Het grootste goed en het hoogste doel is om God te kennen, en daarmee ook de mens zoals God hem heeft bedoeld. Daaruit volgen alle wezenlijke ‘polen’ van menselijk handelen, zoals wij hierboven zagen. Deze worden hiermee volledig en evenwichtig in kaart gebracht.

‘Wijsheid’ is het vermogen om in iedere situatie te komen tot een verantwoorde afweging en keuze van polariteiten. Deze wijsheid is (ten dele) te leren uit ervaring, en daaronder is stellig ook te rekenen met ‘de les der geschiedenis’ (daarom is geschiedenis-arm onderwijs ook wijsheid-arm onderwijs). Maar in de eerste plaats is zij te vinden in de Bijbelboeken, met name de ‘wijsheids-literatuur’ zoals de Psalmen en Spreuken, Jakobus, voorts de Profeten en vooral ook de Evangeliën. Wijsheid in bijbelse zin is hét kenmerk van christelijke opvoeding: het is het vermogen om juiste keuzes te maken en zijn leven voor God te verantwoorden. Wijsheid is geen menselijke kwaliteit die men kan verwerven, maar een genade-gave die God schenkt aan wie daarom vragen (Jakobus 1:8).

Stückelberger somt een aantal van deze polariteiten op, die telkens weer roepen om een juiste, d.w.z. verantwoorde keuze, in een ‘ontspannende ontlading’. Wij nemen er een aantal van over en voegen enkele andere toe die nu erg actueel zijn.

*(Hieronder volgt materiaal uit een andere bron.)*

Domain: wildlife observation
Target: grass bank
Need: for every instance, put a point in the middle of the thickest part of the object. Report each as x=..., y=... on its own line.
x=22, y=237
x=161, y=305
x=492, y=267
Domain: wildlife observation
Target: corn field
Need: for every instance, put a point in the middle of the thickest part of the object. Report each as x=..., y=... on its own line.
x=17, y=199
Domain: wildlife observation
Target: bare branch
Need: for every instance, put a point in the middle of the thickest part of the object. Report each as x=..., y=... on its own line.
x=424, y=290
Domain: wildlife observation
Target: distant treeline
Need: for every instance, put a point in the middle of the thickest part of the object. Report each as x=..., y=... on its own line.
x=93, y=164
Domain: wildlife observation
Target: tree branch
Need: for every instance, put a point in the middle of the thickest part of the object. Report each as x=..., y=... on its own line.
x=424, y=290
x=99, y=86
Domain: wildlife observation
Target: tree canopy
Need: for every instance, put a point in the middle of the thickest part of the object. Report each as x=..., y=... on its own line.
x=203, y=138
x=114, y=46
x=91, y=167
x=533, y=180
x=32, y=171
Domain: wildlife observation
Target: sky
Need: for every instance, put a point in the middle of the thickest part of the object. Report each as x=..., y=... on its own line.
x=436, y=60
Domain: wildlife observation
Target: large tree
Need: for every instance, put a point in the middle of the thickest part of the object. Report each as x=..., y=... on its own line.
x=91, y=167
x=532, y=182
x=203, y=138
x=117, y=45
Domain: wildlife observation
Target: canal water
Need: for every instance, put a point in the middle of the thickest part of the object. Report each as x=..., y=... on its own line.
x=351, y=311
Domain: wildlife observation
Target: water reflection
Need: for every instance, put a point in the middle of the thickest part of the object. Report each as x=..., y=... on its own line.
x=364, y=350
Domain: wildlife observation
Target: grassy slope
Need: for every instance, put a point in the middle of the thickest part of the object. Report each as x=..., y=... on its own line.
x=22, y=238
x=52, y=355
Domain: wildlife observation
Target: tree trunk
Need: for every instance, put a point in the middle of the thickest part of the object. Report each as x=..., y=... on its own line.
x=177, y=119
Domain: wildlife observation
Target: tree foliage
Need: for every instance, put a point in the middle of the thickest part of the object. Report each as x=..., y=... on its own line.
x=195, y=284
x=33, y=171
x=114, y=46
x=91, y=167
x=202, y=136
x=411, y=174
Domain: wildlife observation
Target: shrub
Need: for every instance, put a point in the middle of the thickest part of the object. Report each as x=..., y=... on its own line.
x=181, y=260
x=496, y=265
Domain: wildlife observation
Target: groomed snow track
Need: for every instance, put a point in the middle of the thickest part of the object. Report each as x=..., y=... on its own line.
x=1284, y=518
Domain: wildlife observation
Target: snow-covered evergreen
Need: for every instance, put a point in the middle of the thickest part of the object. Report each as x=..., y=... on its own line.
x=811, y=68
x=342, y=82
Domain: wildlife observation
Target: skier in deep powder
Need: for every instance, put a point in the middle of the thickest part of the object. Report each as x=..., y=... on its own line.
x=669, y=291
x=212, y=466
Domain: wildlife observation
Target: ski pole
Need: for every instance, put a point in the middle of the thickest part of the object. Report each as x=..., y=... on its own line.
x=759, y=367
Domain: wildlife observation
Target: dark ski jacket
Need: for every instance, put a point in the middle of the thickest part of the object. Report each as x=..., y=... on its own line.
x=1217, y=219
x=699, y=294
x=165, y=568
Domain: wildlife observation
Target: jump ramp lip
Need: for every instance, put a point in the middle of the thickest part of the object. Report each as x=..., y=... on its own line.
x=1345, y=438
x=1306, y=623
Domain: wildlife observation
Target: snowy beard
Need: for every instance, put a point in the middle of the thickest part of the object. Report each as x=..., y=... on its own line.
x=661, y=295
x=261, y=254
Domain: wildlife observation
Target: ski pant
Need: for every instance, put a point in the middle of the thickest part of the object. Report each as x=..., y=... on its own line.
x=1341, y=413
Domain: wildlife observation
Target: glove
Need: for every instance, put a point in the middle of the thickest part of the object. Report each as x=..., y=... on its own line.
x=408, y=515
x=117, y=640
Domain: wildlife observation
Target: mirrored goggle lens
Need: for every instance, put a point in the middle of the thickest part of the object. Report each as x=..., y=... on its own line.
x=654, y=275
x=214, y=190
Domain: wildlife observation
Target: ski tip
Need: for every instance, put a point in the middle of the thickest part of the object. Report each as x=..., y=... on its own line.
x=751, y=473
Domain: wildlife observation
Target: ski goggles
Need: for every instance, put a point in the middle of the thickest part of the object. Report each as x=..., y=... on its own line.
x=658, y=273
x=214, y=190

  • ieders eigenwaarde versus Gods waarden, 2 Tim. 4:2
  •  liefde en begrip versus kastijden en tucht, 2 Tim. 1:7
  •  in stilte zwijgen versus zeggen waar het op staat, Amos 5:13
  •  mondige vrijheid versus preventieve regels, Gal. 5:1
  •  straf en sanctie versus vergeving en kwijtschelding, Luc. 1:77
  •  meedoen met anderen (solidair) versus alleen durven staan (solitair), 2 Tim. 2:22
  •  je volledig ontplooien versus het eeuwige leven grijpen, 1 Tim. 6:11
  • de begeerten der wereld volgen versus rein van hart zijn om ‘God te zien’.

Het is de levenstaak van iedere opvoeder om op verantwoorde wijze om te gaan met de polariteiten van het leven. Blijkens de Schrift kan dat alleen vanuit het rekenen met “alles wat uit de mond des HEREN uitgaat”, Deut. 8:3. Doen wij dat niet, dan vliegt de wijsheid het raam uit en moeten de opvoeders zich behelpen met hun eigen-wijsheid (die botst met de inzichten van hun kinderen/leerlingen).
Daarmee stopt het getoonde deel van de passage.